Gastroenterology

Gastroenterology

Volume 102, Issue 2, February 1992, Pages 453-460
Gastroenterology

Acute noncardiac chest pain in a coronary care unit: Acute noncardiac chest pain in a coronary care unit. Evaluation by 24-hour pressure and pH recording of the esophagus

https://doi.org/10.1016/0016-5085(92)90090-LGet rights and content

Abstract

Twenty-four-hour recording of esophageal pressure and pH was performed successfully in 41 patients admitted to the coronary care unit of a general hospital who had an episode of acute, prolonged retrosternal chest pain and who were initially suspected of suffering from coronary artery disease (severe angina pectoris, myocardial infarction), but in whom the pain was subsequently shown not to be of cardiac origin. The recordings were analyzed with fully automated techniques.
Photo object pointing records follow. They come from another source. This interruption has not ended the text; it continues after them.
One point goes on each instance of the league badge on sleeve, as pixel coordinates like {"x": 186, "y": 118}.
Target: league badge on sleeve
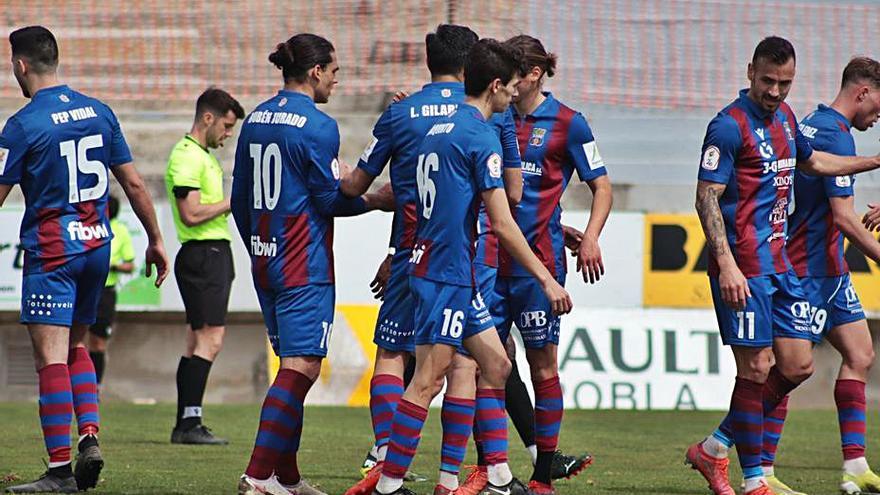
{"x": 494, "y": 164}
{"x": 711, "y": 157}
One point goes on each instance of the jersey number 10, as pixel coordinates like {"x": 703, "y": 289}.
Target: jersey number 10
{"x": 267, "y": 172}
{"x": 76, "y": 154}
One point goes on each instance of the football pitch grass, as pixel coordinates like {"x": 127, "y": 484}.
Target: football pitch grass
{"x": 635, "y": 452}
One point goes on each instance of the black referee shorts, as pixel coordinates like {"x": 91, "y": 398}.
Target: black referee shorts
{"x": 106, "y": 313}
{"x": 204, "y": 272}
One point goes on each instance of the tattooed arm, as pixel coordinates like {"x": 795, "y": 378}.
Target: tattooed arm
{"x": 734, "y": 286}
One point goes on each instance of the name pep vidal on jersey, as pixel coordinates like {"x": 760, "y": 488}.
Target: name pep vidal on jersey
{"x": 75, "y": 115}
{"x": 432, "y": 110}
{"x": 281, "y": 118}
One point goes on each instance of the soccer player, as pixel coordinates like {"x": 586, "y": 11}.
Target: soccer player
{"x": 285, "y": 193}
{"x": 744, "y": 193}
{"x": 824, "y": 213}
{"x": 121, "y": 261}
{"x": 203, "y": 266}
{"x": 460, "y": 158}
{"x": 59, "y": 148}
{"x": 554, "y": 142}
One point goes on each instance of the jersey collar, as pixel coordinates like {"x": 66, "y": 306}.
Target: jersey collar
{"x": 544, "y": 108}
{"x": 834, "y": 113}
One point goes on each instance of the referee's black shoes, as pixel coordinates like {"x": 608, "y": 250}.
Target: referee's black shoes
{"x": 197, "y": 435}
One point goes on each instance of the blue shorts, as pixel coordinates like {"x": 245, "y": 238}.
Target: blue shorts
{"x": 299, "y": 320}
{"x": 834, "y": 302}
{"x": 521, "y": 301}
{"x": 777, "y": 308}
{"x": 394, "y": 325}
{"x": 446, "y": 313}
{"x": 68, "y": 294}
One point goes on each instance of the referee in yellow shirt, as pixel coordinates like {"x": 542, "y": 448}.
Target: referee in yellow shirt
{"x": 203, "y": 267}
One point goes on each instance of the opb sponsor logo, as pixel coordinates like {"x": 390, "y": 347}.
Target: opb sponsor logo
{"x": 533, "y": 319}
{"x": 81, "y": 232}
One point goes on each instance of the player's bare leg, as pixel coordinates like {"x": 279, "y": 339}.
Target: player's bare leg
{"x": 853, "y": 341}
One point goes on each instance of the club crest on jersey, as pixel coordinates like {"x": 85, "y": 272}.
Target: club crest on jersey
{"x": 494, "y": 164}
{"x": 537, "y": 138}
{"x": 711, "y": 157}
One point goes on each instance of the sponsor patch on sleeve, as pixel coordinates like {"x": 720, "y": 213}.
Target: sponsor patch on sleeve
{"x": 711, "y": 157}
{"x": 4, "y": 154}
{"x": 494, "y": 164}
{"x": 365, "y": 156}
{"x": 594, "y": 159}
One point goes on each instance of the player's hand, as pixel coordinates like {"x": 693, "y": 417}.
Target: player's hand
{"x": 871, "y": 220}
{"x": 572, "y": 238}
{"x": 155, "y": 255}
{"x": 590, "y": 260}
{"x": 399, "y": 96}
{"x": 383, "y": 199}
{"x": 380, "y": 281}
{"x": 734, "y": 288}
{"x": 560, "y": 301}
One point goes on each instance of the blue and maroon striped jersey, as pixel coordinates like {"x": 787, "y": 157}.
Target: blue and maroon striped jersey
{"x": 554, "y": 141}
{"x": 285, "y": 191}
{"x": 487, "y": 241}
{"x": 459, "y": 158}
{"x": 815, "y": 244}
{"x": 59, "y": 148}
{"x": 754, "y": 153}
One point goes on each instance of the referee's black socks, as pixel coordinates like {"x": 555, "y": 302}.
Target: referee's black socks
{"x": 192, "y": 384}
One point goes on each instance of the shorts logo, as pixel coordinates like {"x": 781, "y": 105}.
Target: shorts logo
{"x": 80, "y": 232}
{"x": 530, "y": 319}
{"x": 537, "y": 138}
{"x": 711, "y": 157}
{"x": 494, "y": 164}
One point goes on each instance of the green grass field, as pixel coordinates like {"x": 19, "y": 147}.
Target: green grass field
{"x": 636, "y": 452}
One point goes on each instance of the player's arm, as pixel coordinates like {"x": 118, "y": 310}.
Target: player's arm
{"x": 372, "y": 160}
{"x": 13, "y": 150}
{"x": 513, "y": 241}
{"x": 846, "y": 219}
{"x": 583, "y": 152}
{"x": 589, "y": 260}
{"x": 513, "y": 183}
{"x": 139, "y": 198}
{"x": 720, "y": 148}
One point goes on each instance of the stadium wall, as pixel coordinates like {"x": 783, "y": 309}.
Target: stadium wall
{"x": 644, "y": 337}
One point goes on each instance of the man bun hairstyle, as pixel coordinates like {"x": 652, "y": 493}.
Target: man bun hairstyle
{"x": 488, "y": 60}
{"x": 535, "y": 54}
{"x": 37, "y": 45}
{"x": 448, "y": 47}
{"x": 775, "y": 50}
{"x": 219, "y": 103}
{"x": 862, "y": 70}
{"x": 296, "y": 56}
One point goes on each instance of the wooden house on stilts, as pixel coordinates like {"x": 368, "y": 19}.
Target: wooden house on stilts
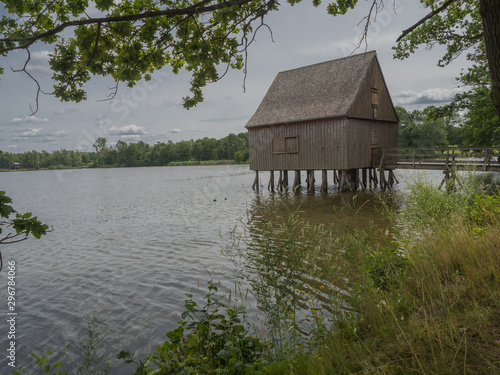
{"x": 324, "y": 117}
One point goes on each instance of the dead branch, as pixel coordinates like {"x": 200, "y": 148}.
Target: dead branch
{"x": 423, "y": 20}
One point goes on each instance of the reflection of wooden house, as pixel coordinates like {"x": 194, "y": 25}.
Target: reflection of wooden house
{"x": 326, "y": 116}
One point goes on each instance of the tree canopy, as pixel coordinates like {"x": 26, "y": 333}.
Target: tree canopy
{"x": 128, "y": 40}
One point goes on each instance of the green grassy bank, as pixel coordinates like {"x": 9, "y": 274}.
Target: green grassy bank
{"x": 420, "y": 297}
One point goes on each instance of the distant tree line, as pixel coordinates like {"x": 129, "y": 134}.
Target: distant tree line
{"x": 134, "y": 154}
{"x": 473, "y": 123}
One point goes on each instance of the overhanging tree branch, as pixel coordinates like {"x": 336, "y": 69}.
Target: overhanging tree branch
{"x": 194, "y": 9}
{"x": 423, "y": 20}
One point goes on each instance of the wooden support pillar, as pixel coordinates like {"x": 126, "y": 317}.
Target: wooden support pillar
{"x": 296, "y": 180}
{"x": 255, "y": 185}
{"x": 280, "y": 182}
{"x": 270, "y": 186}
{"x": 449, "y": 179}
{"x": 324, "y": 181}
{"x": 310, "y": 181}
{"x": 335, "y": 177}
{"x": 383, "y": 182}
{"x": 390, "y": 179}
{"x": 375, "y": 180}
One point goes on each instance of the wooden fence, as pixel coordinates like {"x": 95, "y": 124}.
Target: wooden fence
{"x": 438, "y": 158}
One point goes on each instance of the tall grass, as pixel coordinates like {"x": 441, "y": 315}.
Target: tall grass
{"x": 430, "y": 302}
{"x": 423, "y": 300}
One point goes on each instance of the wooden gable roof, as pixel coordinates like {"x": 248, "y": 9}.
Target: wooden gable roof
{"x": 337, "y": 88}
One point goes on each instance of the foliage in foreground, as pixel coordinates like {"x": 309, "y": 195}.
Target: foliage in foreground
{"x": 425, "y": 302}
{"x": 208, "y": 339}
{"x": 22, "y": 225}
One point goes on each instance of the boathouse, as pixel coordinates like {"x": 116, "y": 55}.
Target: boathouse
{"x": 323, "y": 117}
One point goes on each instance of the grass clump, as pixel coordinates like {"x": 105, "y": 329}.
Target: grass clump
{"x": 428, "y": 303}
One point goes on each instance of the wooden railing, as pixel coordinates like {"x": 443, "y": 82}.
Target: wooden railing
{"x": 441, "y": 158}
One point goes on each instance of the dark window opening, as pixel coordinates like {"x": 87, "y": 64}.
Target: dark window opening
{"x": 286, "y": 145}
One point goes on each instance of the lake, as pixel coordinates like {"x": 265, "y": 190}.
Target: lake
{"x": 133, "y": 241}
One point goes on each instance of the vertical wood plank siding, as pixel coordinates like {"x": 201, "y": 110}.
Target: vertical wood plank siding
{"x": 343, "y": 143}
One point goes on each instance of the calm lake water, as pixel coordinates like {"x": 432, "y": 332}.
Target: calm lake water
{"x": 132, "y": 241}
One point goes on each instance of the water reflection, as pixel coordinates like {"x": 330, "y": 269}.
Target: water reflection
{"x": 292, "y": 253}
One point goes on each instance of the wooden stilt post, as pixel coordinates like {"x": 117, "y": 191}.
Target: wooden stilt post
{"x": 375, "y": 180}
{"x": 390, "y": 179}
{"x": 383, "y": 184}
{"x": 342, "y": 180}
{"x": 255, "y": 185}
{"x": 270, "y": 186}
{"x": 280, "y": 182}
{"x": 310, "y": 184}
{"x": 324, "y": 181}
{"x": 296, "y": 181}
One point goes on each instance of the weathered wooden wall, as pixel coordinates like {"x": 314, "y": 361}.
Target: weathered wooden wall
{"x": 340, "y": 143}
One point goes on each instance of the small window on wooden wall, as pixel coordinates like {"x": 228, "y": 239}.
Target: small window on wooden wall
{"x": 286, "y": 145}
{"x": 374, "y": 102}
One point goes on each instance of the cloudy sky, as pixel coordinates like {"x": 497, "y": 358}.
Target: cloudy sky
{"x": 152, "y": 111}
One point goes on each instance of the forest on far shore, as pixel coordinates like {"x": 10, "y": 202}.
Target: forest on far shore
{"x": 430, "y": 127}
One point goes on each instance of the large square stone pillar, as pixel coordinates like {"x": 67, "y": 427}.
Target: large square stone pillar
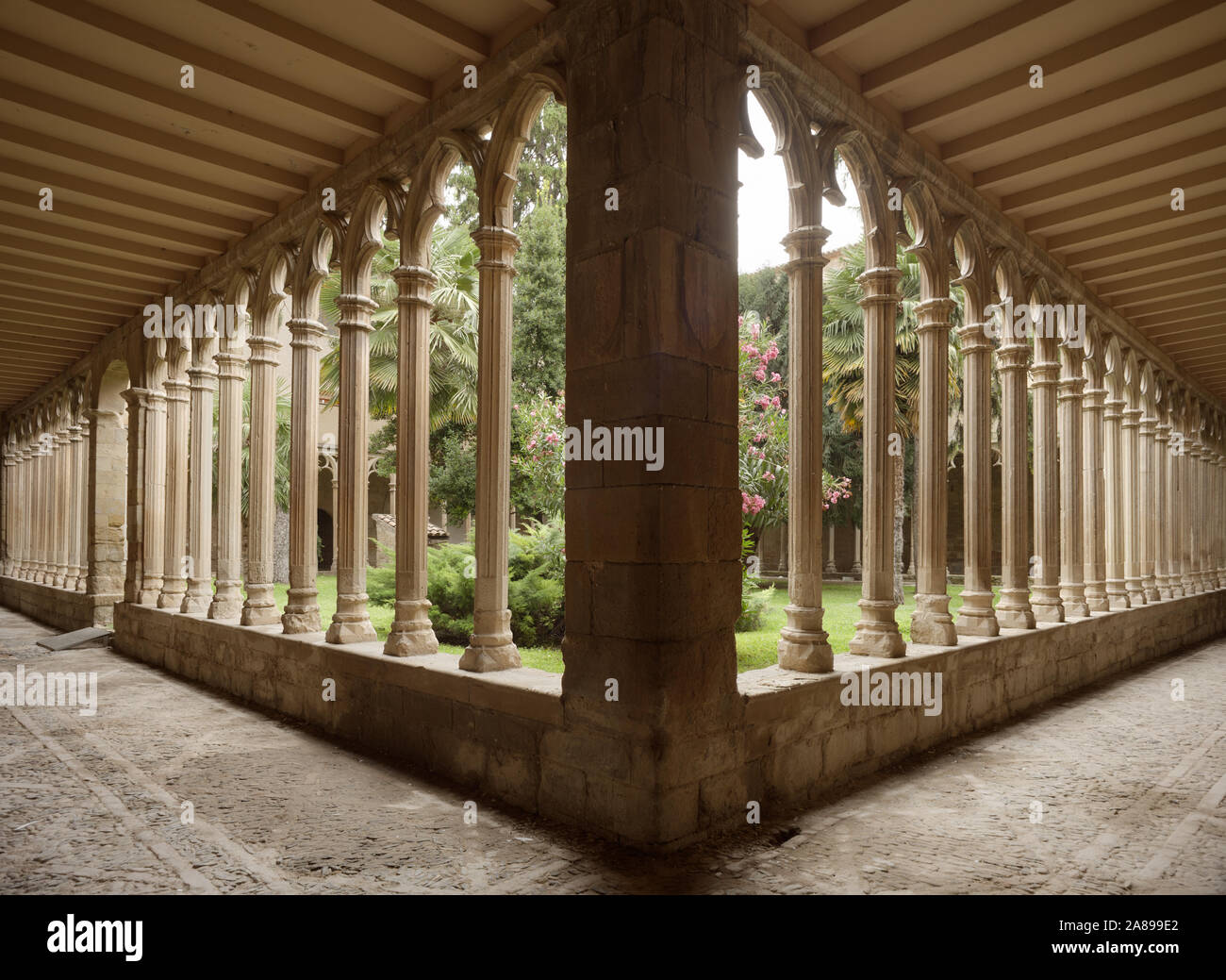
{"x": 653, "y": 571}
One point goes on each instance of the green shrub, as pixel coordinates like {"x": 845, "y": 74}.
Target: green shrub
{"x": 536, "y": 562}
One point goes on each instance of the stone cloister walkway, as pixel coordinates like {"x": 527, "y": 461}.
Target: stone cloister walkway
{"x": 1131, "y": 785}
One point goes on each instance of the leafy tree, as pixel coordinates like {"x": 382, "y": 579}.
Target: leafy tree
{"x": 844, "y": 364}
{"x": 453, "y": 340}
{"x": 538, "y": 346}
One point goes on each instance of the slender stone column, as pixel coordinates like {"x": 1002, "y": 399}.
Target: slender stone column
{"x": 47, "y": 519}
{"x": 804, "y": 644}
{"x": 1070, "y": 474}
{"x": 490, "y": 646}
{"x": 411, "y": 631}
{"x": 1193, "y": 527}
{"x": 82, "y": 511}
{"x": 201, "y": 382}
{"x": 1014, "y": 609}
{"x": 931, "y": 622}
{"x": 1043, "y": 379}
{"x": 174, "y": 580}
{"x": 1131, "y": 466}
{"x": 1175, "y": 509}
{"x": 1114, "y": 476}
{"x": 1187, "y": 517}
{"x": 1147, "y": 503}
{"x": 1094, "y": 492}
{"x": 976, "y": 617}
{"x": 155, "y": 496}
{"x": 260, "y": 607}
{"x": 1163, "y": 507}
{"x": 61, "y": 501}
{"x": 351, "y": 623}
{"x": 227, "y": 603}
{"x": 1202, "y": 514}
{"x": 302, "y": 606}
{"x": 43, "y": 568}
{"x": 877, "y": 633}
{"x": 76, "y": 496}
{"x": 10, "y": 489}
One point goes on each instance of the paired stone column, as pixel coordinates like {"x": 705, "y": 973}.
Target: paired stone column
{"x": 931, "y": 622}
{"x": 1046, "y": 572}
{"x": 227, "y": 603}
{"x": 61, "y": 503}
{"x": 1147, "y": 514}
{"x": 351, "y": 623}
{"x": 174, "y": 579}
{"x": 1092, "y": 487}
{"x": 75, "y": 573}
{"x": 1131, "y": 466}
{"x": 1193, "y": 529}
{"x": 155, "y": 494}
{"x": 84, "y": 506}
{"x": 10, "y": 493}
{"x": 1163, "y": 507}
{"x": 201, "y": 382}
{"x": 1114, "y": 477}
{"x": 490, "y": 646}
{"x": 411, "y": 631}
{"x": 1071, "y": 515}
{"x": 804, "y": 643}
{"x": 877, "y": 633}
{"x": 1014, "y": 609}
{"x": 302, "y": 606}
{"x": 1175, "y": 508}
{"x": 260, "y": 607}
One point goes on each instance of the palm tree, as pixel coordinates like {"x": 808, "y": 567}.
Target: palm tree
{"x": 280, "y": 456}
{"x": 842, "y": 335}
{"x": 453, "y": 340}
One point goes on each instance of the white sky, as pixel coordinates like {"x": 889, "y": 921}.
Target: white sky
{"x": 763, "y": 204}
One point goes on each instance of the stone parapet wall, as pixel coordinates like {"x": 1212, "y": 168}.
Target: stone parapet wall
{"x": 801, "y": 741}
{"x": 58, "y": 607}
{"x": 482, "y": 730}
{"x": 791, "y": 741}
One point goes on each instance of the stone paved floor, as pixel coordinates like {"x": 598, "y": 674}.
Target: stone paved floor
{"x": 1131, "y": 785}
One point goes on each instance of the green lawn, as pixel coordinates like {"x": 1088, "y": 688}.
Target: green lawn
{"x": 754, "y": 650}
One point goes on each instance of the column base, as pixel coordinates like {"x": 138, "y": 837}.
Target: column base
{"x": 804, "y": 645}
{"x": 302, "y": 612}
{"x": 931, "y": 623}
{"x": 227, "y": 603}
{"x": 412, "y": 634}
{"x": 351, "y": 623}
{"x": 1014, "y": 611}
{"x": 1047, "y": 605}
{"x": 1117, "y": 597}
{"x": 877, "y": 633}
{"x": 197, "y": 597}
{"x": 173, "y": 592}
{"x": 976, "y": 617}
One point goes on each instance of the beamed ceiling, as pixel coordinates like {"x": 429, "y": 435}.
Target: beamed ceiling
{"x": 152, "y": 180}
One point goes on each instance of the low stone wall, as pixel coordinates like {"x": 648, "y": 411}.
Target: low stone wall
{"x": 478, "y": 730}
{"x": 58, "y": 607}
{"x": 789, "y": 739}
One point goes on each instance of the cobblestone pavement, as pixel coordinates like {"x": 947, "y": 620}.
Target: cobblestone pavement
{"x": 1131, "y": 785}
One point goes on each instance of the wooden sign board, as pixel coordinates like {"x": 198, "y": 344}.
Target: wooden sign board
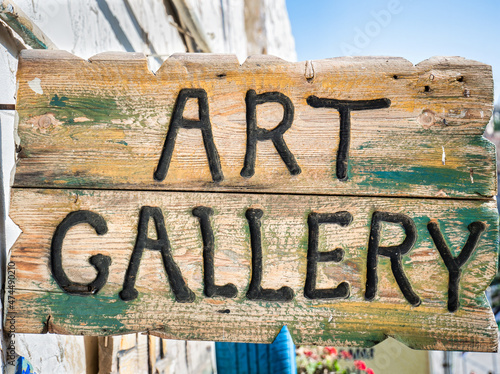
{"x": 351, "y": 199}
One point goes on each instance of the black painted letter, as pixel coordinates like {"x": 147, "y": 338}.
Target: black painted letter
{"x": 255, "y": 291}
{"x": 178, "y": 121}
{"x": 210, "y": 289}
{"x": 99, "y": 262}
{"x": 314, "y": 256}
{"x": 255, "y": 133}
{"x": 454, "y": 264}
{"x": 181, "y": 291}
{"x": 344, "y": 108}
{"x": 394, "y": 252}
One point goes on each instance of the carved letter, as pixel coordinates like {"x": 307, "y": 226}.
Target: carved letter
{"x": 393, "y": 252}
{"x": 344, "y": 108}
{"x": 255, "y": 133}
{"x": 314, "y": 256}
{"x": 99, "y": 262}
{"x": 178, "y": 121}
{"x": 454, "y": 264}
{"x": 181, "y": 291}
A pain episode was considered to be related to abnormal esophageal motility when contraction amplitudes or durations in the pain episode exceeded the patient's upper limit of normal (97.5th percentile) or when the proportion of abnormal propagated contractions (simultaneous, nontransmitted) in the pain episode was significantly increased (χ2 test). Thirty patients (73%) had one or more pain episodes (in total 63 pain episodes) during the 24-hour recording. Forty-three percent of the pain episodes was related to abnormal motility and 30% to reflux, and 27% was not related to esophageal function disturbance. Using the criterium that the symptom index had to be ≥75%, it was found that the pain was related to reflux in 13 patients (43%) and to motor abnormalities in 10 patients (33%). It is concluded that in the majority of patients acutely admitted with noncardiac chest pain, esophageal motor abnormalities and reflux can be shown to be the likely cause of the symptoms.